In a scenario in which a Contoso administrator wants to proactively review the data that Microsoft Sentinel collected to identify indications of an attack, the threat hunting capability is the recommended way to accomplish this task. Proactive threat hunting can help to identify sophisticated threat behaviors used by threat actors even when they are still in the early stages of the attack. To access the threat Hunting dashboard, click Hunting in the Threat Management section on the main Microsoft Sentinel page. Figure 3-55 shows an example of this dashboard.

To start hunting, you just need to select the predefined query, which was created for a specific scenario, and click the Run Query button in the right-hand pane. This pane shows a summary of the results. Click the View Results button to see the full details of the query.

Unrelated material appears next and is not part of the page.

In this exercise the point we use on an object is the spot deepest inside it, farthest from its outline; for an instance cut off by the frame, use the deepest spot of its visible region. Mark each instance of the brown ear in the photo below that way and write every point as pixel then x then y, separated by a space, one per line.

Monitoring Security at Tailwind Traders

You are one of the Azure administrators for Tailwind Traders, an online general store specializing in various products for the home. As a part of your duties for Tailwind Traders, you need to work with the Security Operations Center (SOC) to ensure that alerts generated by Microsoft Defender for Cloud are ingested in Microsoft Sentinel. The SOC Team also needs auditing information about VM creation, and this information needs to be streamed to Azure Sentinel.

Tailwind Traders has been using Microsoft Defender for Cloud for a while, primarily to obtain alerts. The company now wants to use other capabilities in Microsoft Defender for Servers to reduce the attack surface of its IaaS VMs. One of the requirements is to ensure that management ports are closed by default and will only open when an explicit request is made for a specific period. Because of some internal auditing, Tailwind Traders database administrators also need to have a vulnerability assessment available for the company’s Azure SQL database. With this information in mind, answer the following questions:

1. Which connectors should be used in Microsoft Sentinel to enable this scenario?

2. Which feature in Microsoft Defender for Servers will help to reduce the attack surface based on Tailwind Traders’ requirements?

3. What needs to be done first before enabling SQL Vulnerability Assessment for Tailwind Traders’ databases?